Ried explains that having training in leadership is critical to becoming a better advocate for patients and the facilities in which they live. She also notes that communication is a large piece of her supervisory role: communicating with guardians, case managers, maintenance staff, nurses, colleagues, and other medical professionals.
“There are so many judgement calls in healthcare. You have to work in teams and with teams made up of people with different agendas."
Ried points to the values and excellence taught at Northwestern as instrumental not only to her own skills and success, but to the type of care desperately needed in the healthcare industry.
“Being a student at Northwestern places you at such an advantage. The university has an amazing business department, and the School of Business chair has extensive healthcare management experience,” says Ried. “And at Northwestern, you learn from the Christian viewpoint, which emphasizes that we’re called to serve and love. Jesus loves everyone and is the giver of life, so we’ll protect it at all costs.”
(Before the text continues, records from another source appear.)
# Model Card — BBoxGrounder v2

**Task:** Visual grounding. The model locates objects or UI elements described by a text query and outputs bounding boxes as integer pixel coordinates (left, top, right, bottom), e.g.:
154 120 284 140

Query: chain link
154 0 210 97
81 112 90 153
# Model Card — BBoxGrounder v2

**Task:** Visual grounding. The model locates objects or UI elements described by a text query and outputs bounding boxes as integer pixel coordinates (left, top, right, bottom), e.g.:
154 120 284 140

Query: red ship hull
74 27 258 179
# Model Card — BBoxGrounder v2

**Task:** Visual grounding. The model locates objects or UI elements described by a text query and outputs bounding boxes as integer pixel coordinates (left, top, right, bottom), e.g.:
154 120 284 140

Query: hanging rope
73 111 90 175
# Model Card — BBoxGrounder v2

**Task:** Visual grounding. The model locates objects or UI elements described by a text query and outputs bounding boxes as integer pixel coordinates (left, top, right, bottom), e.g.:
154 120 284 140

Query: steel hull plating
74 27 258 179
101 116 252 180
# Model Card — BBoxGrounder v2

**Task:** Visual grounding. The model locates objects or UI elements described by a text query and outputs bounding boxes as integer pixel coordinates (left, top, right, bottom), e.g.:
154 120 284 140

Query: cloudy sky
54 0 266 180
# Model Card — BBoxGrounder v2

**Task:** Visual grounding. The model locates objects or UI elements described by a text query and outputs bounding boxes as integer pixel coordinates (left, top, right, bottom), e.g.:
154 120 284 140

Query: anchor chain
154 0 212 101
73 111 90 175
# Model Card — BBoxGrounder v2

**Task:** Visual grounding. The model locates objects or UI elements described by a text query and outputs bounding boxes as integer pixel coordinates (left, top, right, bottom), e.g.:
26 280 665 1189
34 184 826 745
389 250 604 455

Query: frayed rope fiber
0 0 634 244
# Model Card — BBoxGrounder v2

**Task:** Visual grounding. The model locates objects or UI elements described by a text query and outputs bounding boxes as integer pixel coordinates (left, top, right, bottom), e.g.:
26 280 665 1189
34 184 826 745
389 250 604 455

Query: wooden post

“At Northwestern, you learn from the Christian viewpoint. Jesus loves everyone and is the giver of life, so we’ll protect it at all costs.”
— Hannah Nelson Ried
Ried’s love for her patients and staff exemplifies the way she embodies leadership skills and love for those others may not even consider. “I have a resident with difficult behaviors. How beautiful that I can walk alongside younger staff as they learn to care for her and share moments of joy with her.”
Ried goes on to say that “there’s something so cool about stepping into someone’s life and getting to make a difference.”
“Many of the residents we serve are nonverbal and nonambulatory. Being able to advocate for someone that others wouldn’t advocate for is so rewarding.”
“I would encourage anyone thinking about the administrative or management side of healthcare to consider the Healthcare Management program at Northwestern. We need Christians with these skills in healthcare.”